Os trabalhos anteriores sobre a natureza da energia escura se concentrava na velocidade em que o universo estava voando distante, que requer enormes quantidades de energia para neutralizar a força de contração da gravidade. Os novos dados do Chandra X-Ray Observatory oferece aos astrofísicos um outro ponto: A energia escura tem a função de retardar a formação de aglomerados de galáxias que se estende pelo espaço-tempo. Combinando os dois conjuntos de observações permite aos cientistas fazer a misteriosa energia escura um pouco menor e mais bem definidas.

"O que é notável é que estes dois métodos diferentes - a distância e estrutura - estão dando a mesma resposta", disse David Spergel, um astrofísico da Universidade de Princeton teórica que não esteve envolvido com a pesquisa nova.

Agora os cientistas sabem que a energia escura tem permanecido constante ao longo do tempo, um fator importante para descobrir o destino final do universo.Vikhlinin disse que parecia que a expansão do universo não vai parar tão cedo, mas não será dilacerada em que alguns físicos teóricos tinham chamado "The Big Rip".

"A aceleração do universo vai continuar para sempre, mas provavelmente não será destruído", disse Vikhlinin.

Os cientistas também têm uma boa idéia que a energia escura - responsáveis ​​por essas mudanças estruturais em grande escala do universo - é gerado nas menores escalas que conhecemos.

"As flutuações quânticas no vácuo tem uma energia muito pequena", Spergel disse. "Mesmo que nada, o espaço vazio, pesa alguma coisa. E porque em nosso universo, temos um monte de nada, ele tem um grande efeito sobre nossa evolução e as causas de espaço para se expandir."

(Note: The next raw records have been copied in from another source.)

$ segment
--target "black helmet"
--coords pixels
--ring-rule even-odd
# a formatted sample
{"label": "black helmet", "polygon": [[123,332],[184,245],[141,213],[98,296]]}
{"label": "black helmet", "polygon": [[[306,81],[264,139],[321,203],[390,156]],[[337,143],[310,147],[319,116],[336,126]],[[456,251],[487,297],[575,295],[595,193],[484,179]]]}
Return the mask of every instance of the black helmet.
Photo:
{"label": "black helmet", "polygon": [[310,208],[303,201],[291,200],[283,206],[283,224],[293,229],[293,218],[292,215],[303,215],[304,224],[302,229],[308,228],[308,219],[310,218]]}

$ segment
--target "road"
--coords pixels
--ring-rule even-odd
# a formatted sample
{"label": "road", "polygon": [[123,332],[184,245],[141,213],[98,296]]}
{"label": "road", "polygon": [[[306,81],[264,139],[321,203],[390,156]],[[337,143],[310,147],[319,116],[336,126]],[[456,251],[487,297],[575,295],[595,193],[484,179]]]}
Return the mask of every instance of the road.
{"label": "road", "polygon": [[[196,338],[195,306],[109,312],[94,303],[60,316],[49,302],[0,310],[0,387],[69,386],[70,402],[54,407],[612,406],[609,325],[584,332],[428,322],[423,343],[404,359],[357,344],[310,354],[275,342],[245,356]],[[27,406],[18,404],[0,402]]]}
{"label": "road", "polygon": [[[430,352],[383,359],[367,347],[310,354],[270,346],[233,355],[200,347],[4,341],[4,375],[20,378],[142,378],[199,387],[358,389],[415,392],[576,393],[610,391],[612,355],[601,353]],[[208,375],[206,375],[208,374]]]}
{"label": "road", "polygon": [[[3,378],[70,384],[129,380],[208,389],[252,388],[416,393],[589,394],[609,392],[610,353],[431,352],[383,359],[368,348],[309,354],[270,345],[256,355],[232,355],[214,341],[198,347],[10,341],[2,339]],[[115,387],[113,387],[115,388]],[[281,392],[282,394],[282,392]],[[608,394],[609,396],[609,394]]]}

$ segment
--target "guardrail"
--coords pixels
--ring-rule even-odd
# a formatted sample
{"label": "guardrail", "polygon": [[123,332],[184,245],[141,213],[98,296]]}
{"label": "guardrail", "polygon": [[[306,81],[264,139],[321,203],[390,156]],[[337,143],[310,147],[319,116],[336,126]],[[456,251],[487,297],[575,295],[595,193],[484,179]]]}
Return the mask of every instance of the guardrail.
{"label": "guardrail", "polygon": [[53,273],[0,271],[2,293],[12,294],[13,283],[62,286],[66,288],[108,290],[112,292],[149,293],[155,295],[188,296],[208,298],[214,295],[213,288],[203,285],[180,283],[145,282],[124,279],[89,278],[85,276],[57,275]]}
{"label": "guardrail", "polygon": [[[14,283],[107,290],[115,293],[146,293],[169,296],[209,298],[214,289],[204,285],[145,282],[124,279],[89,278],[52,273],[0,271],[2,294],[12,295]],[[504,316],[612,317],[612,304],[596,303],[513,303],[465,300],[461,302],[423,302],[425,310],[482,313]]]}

Agora, os cientistas se concentrará em fixar para baixo estas energias, que, como visto na figura abaixo, dirige a expansão do universo. O co-investigador do Vikhlinin, William Forman, compara a energia escura com como "molas" acelerando massa em grande velocidade.




"Agora estamos confiantes na existência desses efeitos", disse Forman, um astrofísico do Observatório Astrofísico do Smithsonian. "Agora nosso objetivo é compreender a natureza de suas fontes."


Tradução e pequenas adaptações via Wired.